Converts an Int to the corresponding unicode rune, which is returned as a String. The ord built-in performs the inverse transformation.

ord(string)

Converts a unicode character to the corresponding Int value. The chr built-in performs the inverse transformation. An error is generated if a multi-rune string is provided.

sprintf(string, ...any)

Wraps fmt.Sprintf to format the string with the provided arguments. Risor objects are converted to their corresponding Go types before being passed to fmt.Sprintf.

string(x)

Returns the string representation of any Risor object.

Methods

string.contains(s)

Returns a bool that indicates if s is a substring of this string.

string.has_prefix(s)

Checks whether the string begins with the prefix s.

string.has_suffix(s)

Checks whether the string ends with the suffix s.

string.count(s)

Returns the number of occurrences of s in this string.

string.join(list)

Return the joined result of the given list of strings, using this string as the separator.

string.split(separator)

Splits this string on all occurrences of the given separator, returning the resulting list of strings.

string.fields()

Splits this string on whitespace, returning the list of non-whitespace substrings. If this string is only whitespace, an empty list is returned.

string.index(s)

Returns the index of the first occurence of s in this string, or -1 if s is not present.

string.last_index(s)

Returns the index of the last occurence of s in this string, or -1 if s is not present.

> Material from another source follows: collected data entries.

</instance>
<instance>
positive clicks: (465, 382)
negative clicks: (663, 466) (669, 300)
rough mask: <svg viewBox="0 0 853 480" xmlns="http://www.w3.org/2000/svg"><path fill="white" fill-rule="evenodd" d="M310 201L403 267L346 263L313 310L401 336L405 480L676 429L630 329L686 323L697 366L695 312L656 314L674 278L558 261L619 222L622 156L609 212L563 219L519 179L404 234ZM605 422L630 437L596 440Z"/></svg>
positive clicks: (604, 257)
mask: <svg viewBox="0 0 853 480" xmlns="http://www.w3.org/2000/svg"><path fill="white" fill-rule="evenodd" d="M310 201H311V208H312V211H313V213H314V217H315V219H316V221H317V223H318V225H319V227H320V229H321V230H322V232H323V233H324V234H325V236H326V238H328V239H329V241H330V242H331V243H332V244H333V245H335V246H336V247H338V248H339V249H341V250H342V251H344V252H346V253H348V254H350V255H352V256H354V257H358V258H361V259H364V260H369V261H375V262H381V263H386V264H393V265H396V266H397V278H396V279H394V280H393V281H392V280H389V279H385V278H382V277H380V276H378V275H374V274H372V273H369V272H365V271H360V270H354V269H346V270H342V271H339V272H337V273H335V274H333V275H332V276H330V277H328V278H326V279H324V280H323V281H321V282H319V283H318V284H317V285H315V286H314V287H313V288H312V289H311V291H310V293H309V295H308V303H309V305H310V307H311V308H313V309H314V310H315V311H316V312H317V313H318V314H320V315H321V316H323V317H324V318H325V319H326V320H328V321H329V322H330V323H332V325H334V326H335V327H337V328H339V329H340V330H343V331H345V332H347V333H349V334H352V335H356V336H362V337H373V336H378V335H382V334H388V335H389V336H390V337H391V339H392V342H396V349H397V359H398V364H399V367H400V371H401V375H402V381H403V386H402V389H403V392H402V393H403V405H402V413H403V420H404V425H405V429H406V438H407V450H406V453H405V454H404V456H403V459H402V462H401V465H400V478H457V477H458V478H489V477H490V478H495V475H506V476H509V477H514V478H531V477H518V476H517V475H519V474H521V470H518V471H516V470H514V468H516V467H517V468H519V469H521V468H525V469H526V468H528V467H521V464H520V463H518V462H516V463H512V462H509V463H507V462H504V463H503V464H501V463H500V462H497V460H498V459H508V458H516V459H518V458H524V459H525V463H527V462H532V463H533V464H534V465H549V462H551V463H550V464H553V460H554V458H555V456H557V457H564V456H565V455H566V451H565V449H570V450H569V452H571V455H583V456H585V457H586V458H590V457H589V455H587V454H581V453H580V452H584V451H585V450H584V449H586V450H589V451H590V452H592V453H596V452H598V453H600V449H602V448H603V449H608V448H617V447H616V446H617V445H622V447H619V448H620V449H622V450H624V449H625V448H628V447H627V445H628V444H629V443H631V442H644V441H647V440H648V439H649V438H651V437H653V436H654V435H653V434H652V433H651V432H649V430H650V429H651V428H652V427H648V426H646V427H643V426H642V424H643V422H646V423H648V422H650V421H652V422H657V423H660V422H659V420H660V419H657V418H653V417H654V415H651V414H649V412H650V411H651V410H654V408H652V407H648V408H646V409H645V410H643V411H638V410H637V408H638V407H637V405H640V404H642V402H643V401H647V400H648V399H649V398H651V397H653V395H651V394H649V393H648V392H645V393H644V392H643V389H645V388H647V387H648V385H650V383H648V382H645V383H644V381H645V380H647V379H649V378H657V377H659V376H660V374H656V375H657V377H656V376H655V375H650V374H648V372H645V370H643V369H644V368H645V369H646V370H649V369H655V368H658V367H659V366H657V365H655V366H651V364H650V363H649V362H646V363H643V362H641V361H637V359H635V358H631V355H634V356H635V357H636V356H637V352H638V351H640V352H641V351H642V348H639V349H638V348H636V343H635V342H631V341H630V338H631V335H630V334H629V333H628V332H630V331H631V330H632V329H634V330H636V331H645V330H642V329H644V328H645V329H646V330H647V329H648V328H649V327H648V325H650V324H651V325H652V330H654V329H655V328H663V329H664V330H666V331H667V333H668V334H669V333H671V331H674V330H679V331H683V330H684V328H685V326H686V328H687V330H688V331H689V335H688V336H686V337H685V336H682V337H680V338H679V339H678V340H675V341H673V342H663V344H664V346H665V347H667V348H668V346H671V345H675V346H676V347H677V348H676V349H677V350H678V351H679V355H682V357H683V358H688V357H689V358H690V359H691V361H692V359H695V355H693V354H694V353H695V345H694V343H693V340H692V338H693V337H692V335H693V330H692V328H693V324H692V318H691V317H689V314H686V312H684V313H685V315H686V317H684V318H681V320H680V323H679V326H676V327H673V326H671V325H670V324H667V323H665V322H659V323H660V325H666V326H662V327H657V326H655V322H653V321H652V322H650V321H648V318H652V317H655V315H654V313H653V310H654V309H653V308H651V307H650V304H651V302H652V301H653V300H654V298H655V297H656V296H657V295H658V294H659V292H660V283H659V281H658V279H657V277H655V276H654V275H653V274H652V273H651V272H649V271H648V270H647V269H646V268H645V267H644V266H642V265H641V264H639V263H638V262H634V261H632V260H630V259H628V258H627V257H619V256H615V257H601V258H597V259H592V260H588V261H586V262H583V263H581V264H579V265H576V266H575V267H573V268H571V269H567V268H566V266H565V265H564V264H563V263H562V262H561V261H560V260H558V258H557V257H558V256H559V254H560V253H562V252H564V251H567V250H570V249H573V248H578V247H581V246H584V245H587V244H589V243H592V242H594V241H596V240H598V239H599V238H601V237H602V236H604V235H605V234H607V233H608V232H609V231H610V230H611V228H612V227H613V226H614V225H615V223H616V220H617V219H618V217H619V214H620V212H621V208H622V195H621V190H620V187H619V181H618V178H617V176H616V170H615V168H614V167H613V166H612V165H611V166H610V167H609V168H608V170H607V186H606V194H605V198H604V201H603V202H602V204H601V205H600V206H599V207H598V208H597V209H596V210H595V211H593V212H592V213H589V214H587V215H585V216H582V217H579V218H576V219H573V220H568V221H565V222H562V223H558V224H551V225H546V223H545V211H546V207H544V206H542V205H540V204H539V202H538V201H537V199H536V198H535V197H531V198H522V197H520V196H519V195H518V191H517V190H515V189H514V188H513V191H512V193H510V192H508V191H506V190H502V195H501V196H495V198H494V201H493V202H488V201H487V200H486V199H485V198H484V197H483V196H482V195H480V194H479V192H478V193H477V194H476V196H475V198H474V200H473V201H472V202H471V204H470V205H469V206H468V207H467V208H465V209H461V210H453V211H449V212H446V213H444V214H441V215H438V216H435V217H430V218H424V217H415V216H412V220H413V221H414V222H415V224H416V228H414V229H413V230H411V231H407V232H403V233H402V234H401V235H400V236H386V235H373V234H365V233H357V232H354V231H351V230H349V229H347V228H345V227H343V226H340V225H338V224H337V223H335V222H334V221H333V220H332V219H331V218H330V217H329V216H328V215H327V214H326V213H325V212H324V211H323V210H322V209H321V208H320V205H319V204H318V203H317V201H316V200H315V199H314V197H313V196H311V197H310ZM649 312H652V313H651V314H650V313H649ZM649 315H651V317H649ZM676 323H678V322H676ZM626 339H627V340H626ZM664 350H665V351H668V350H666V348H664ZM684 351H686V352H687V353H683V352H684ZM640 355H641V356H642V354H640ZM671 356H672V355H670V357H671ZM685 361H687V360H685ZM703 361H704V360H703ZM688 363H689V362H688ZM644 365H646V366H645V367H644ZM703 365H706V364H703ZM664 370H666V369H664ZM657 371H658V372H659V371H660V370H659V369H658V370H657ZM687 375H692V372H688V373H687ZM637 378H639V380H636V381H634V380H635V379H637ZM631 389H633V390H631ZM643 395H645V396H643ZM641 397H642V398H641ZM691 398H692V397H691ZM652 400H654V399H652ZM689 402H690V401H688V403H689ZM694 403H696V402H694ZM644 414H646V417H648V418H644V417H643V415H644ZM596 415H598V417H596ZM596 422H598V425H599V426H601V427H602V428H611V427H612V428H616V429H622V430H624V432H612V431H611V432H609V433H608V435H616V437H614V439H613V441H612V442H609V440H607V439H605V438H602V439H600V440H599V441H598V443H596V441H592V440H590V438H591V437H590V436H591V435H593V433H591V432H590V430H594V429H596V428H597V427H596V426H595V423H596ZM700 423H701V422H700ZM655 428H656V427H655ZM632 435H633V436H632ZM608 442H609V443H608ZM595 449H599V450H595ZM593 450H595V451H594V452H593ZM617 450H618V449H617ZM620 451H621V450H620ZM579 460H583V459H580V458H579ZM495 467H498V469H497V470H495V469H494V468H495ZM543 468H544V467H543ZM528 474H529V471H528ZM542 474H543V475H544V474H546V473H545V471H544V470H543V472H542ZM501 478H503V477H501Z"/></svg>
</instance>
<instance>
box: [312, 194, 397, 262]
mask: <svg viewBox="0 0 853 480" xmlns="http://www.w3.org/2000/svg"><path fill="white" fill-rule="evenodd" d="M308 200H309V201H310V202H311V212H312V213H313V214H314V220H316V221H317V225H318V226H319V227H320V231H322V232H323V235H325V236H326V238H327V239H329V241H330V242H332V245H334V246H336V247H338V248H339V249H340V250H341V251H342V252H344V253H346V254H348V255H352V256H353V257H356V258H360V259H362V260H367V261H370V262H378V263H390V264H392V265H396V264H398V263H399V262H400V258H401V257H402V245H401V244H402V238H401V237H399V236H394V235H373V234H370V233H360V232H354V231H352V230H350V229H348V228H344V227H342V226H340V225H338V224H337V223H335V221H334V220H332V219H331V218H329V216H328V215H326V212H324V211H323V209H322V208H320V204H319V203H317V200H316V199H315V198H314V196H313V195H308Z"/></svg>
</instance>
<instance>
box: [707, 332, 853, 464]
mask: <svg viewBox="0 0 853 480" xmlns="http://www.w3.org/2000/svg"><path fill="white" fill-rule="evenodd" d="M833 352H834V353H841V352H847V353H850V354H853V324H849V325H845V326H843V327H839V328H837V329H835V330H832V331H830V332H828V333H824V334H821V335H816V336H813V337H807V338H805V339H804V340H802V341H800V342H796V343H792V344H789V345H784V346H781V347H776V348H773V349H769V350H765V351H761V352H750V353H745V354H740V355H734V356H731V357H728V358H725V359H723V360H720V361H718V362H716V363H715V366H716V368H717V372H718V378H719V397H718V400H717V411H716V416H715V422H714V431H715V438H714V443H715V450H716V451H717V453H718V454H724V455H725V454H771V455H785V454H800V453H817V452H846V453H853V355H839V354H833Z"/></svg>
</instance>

string.replace_all(old, new)

Returns a copy of this string with all occurrences of old replaced by new.

string.to_lower()

Returns a copy of this string that is transformed to all lowercase.

string.to_upper()

Returns a copy of this string that is transformed to all uppercase.

string.trim(cutset)

Returns a copy of this string with all leading and trailing characters contained in cutset removed.

string.trim_prefix(prefix)

Returns a copy of this string without the given prefix. This is a no-op if this string doesn't start with prefix.

string.trim_space()

Returns a copy of this string without the leading and trailing whitespace.

string.trim_suffix(suffix)

Returns a copy of this string without the given suffix. This is a no-op if this string doesn't end with suffix.